Co-Parenting
Raising Secure Kids Across Two Homes
When marriages with children ends, the romantic relationship comes to completion, but parenting the does not. Your children still wake up each morning needing stability, security, and the freedom to love both of their parents without feeling torn. Coparenting therapy is a place to protect that.
Coparenting therapy is designed to help coparents build a workable, respectful parenting relationship so your children feel safe across two homes. At Integrative Couples Therapy, we help separated and divorced parents step out of reactive patterns and into clearer, steadier collaboration.
When Coparenting Feels Tense or Fragile
You may notice that simple logistics turn into arguments. Text messages escalate. Drop offs feel tight or awkward. Decisions about school, discipline, or schedules carry more emotion than they should. Sometimes one parent feels excluded. Sometimes both feel unheard. Often there is grief or anger still moving under the surface.
Children feel this, even when it is subtle. Over time, tension between parents can show up in children as anxiety, behavior changes, withdrawal, or divided loyalty. Coparenting therapy gives you a structured space to slow these patterns down and refocus on what your children need most.
A Practical, Child Centered Approach
In our work together, we focus on building clarity including clear communication, clear agreements and clear expectations. We help you create systems for handling transitions, making decisions, and resolving disagreements without pulling children into the middle. You do not have to agree on everything. You do need a shared commitment to stability.
Coparenting does not require friendship, unless this is what you both want. It requires emotional maturity and an ongoing willingness to prioritize your children’s wellbeing.
Protecting Children From Loyalty Binds
One of the quietest harms in high conflict coparenting is when children feel they must choose sides. This can happen through direct criticism or through subtle signals. A sigh. A tone. A comment that seems small but lands heavy.
Part of our work is helping parents become aware of these patterns and shift them. Children need to know they are free to love both of you. That message, repeated over time, becomes deeply stabilizing.
Specialized Training in Coparenting
Cristina Trette has completed training as a Coparenting Specialist through the Divorce and Children program developed by Christina McGhee. This training provides a structured, developmentally informed framework for helping parents move from conflict driven interactions to child focused collaboration. The model is practical and grounded. It focuses on long term stability, emotional safety for children, and workable systems that hold up in real life.
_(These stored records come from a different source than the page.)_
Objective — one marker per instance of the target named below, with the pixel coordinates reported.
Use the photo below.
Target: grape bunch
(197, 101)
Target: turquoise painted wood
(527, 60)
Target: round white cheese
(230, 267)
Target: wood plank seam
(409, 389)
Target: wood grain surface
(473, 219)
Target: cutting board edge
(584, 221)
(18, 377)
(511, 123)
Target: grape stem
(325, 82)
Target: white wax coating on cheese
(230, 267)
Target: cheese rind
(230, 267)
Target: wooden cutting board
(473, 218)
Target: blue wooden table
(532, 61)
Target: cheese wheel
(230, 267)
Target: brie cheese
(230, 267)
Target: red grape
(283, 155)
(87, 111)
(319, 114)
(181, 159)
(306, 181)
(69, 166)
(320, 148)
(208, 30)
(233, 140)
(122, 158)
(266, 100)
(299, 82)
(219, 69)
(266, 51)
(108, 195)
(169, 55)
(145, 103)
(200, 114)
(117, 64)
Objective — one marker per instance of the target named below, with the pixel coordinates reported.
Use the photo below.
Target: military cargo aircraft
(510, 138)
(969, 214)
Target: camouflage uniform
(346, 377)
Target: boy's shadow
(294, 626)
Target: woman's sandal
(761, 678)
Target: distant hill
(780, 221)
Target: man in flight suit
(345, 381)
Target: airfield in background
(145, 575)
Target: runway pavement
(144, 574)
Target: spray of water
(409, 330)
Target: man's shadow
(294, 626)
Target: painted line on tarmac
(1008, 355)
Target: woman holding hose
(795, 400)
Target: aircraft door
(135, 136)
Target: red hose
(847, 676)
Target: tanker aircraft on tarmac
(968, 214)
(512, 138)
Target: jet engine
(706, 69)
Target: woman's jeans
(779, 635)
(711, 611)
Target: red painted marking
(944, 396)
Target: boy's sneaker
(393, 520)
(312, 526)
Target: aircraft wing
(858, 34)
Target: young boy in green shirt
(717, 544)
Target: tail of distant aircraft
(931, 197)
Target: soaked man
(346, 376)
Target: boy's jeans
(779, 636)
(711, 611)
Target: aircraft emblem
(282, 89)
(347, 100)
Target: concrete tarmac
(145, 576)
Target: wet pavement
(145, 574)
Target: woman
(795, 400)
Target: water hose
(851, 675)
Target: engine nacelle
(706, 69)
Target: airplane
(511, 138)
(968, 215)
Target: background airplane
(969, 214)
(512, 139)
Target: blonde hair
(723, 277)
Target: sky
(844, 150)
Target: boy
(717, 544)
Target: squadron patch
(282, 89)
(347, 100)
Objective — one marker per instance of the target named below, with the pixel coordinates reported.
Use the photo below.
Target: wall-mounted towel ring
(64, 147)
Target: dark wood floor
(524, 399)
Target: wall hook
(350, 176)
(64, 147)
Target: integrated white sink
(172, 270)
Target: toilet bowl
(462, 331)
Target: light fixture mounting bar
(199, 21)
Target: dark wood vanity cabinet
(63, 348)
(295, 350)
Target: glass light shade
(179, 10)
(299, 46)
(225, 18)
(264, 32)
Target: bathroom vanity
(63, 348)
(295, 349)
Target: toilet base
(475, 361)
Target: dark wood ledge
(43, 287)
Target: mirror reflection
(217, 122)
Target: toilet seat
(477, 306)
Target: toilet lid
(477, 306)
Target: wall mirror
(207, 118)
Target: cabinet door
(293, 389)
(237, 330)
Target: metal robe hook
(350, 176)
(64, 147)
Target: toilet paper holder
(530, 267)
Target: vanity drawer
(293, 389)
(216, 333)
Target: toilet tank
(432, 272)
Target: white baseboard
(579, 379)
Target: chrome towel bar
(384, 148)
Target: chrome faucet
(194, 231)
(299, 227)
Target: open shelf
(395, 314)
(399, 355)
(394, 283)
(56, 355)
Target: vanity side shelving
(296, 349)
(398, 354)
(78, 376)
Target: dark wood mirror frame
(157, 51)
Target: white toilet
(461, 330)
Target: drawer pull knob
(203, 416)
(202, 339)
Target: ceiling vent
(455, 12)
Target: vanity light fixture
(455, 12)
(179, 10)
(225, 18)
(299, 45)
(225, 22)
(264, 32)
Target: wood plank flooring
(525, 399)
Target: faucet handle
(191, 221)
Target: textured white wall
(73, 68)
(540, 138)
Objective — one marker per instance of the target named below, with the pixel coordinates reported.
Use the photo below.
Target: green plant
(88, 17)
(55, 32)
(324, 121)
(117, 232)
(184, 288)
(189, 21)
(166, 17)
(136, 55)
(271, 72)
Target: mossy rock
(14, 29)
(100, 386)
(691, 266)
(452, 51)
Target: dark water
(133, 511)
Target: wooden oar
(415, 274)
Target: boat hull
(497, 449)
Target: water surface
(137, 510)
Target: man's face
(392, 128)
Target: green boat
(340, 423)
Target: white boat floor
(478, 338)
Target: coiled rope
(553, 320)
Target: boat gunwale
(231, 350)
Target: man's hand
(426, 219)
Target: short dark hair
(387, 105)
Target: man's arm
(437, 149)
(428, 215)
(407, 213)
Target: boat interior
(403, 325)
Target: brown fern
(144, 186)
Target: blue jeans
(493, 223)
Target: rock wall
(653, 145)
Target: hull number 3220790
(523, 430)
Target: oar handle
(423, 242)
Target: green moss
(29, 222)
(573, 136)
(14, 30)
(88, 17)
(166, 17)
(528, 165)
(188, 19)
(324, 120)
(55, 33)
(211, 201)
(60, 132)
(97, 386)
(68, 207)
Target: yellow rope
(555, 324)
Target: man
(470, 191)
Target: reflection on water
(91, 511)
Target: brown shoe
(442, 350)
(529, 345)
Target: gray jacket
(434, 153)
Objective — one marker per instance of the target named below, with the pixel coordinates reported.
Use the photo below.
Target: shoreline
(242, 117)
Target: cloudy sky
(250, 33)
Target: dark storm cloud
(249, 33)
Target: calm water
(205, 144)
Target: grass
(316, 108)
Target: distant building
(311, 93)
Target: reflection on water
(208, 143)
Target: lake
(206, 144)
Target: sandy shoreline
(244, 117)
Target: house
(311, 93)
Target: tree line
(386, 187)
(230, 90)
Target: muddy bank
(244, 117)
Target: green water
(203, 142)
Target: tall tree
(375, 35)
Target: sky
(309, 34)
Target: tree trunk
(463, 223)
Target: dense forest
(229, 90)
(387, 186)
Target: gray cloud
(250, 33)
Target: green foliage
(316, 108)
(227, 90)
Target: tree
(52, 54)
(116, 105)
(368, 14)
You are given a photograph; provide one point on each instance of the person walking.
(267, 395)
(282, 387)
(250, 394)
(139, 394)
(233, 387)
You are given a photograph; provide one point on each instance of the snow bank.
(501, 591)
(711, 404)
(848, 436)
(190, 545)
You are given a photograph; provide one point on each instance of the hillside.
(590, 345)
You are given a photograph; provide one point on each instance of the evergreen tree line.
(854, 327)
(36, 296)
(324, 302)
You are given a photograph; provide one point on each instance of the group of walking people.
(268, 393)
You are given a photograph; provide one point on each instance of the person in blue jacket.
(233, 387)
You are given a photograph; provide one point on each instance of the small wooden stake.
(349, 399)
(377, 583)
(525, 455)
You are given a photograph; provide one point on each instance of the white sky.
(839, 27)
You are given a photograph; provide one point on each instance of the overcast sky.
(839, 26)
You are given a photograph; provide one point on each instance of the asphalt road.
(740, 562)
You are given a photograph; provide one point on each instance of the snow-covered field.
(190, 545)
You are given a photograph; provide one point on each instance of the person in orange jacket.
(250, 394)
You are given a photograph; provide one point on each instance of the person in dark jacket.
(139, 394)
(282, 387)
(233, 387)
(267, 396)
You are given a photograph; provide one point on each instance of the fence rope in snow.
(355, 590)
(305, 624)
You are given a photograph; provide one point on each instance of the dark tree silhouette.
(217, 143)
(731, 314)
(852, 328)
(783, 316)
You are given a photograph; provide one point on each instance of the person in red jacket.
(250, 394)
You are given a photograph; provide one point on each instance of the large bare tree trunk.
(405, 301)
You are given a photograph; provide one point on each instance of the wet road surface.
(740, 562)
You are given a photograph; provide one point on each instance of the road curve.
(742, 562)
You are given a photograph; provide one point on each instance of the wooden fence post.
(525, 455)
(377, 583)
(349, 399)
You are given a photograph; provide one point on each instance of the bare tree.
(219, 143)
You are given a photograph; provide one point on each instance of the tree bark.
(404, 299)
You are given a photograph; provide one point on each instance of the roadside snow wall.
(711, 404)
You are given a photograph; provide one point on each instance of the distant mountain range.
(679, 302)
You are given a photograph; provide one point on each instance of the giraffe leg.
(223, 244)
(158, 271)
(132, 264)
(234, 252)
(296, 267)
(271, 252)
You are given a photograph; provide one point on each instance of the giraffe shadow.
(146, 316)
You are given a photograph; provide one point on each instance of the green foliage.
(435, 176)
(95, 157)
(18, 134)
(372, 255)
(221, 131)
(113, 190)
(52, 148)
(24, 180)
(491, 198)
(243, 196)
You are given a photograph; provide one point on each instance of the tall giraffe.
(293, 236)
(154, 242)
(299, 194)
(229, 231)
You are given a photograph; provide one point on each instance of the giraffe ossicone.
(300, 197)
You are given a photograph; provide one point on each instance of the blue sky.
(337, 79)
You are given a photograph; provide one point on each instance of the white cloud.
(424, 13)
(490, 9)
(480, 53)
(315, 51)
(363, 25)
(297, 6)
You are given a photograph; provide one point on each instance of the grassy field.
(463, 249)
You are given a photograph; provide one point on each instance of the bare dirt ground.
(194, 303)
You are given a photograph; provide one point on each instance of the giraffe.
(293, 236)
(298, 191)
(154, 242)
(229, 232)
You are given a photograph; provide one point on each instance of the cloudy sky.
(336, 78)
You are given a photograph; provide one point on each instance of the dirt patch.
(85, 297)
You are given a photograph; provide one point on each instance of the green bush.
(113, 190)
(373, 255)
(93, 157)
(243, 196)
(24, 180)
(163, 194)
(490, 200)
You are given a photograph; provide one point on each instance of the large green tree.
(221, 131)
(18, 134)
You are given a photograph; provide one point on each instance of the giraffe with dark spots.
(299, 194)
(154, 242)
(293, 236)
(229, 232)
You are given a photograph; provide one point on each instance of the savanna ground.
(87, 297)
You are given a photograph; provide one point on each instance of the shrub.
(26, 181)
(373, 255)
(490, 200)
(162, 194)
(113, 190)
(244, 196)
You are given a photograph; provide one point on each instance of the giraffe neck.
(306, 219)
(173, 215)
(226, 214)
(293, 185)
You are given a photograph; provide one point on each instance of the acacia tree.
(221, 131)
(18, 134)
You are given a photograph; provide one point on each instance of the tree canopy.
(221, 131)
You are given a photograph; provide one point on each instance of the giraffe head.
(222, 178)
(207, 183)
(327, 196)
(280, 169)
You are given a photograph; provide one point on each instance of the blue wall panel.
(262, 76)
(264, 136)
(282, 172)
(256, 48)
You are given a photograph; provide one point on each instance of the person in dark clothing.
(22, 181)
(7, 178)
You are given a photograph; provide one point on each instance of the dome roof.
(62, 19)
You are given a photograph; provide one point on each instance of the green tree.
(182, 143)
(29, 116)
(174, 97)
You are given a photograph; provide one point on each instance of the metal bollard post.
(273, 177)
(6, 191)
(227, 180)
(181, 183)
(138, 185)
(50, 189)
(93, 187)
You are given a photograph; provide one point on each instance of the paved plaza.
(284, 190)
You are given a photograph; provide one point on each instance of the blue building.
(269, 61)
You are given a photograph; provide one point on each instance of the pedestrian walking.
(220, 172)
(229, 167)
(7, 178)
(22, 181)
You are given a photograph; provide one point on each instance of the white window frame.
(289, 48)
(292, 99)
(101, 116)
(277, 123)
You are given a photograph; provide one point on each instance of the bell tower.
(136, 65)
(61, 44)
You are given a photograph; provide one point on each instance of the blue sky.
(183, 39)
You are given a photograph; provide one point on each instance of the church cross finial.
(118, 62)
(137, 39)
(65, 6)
Frequently Asked Questions
Is this the same as couples therapy?
No. Coparenting therapy focuses only on the parenting and parent-child relationships. We are not working on reconciliation. The focus is on your children and how you function together as parents.
What if we struggle to be in the same room?
That is not uncommon. Most coparents meet virtually rather than in person. In some cases, we can adjust the format to support productive work while maintaining emotional safety.
What if trust between us is very low?
Trust is helpful, but it is not required to begin. Coparenting therapy builds clarity and structure first. Respectful systems can exist even when personal trust is limited.
How long does the process take?
Some families benefit from a focused series of sessions to stabilize communication. Others choose ongoing support during major transitions such as adolescence, new partners, or school changes.
Do both parents have to agree to start?
Yes. Similar to couples therapy, coparenting therapy requires both partners attending therapy. If your coparent does not want to attend, you we encourage you to begin individual therapy.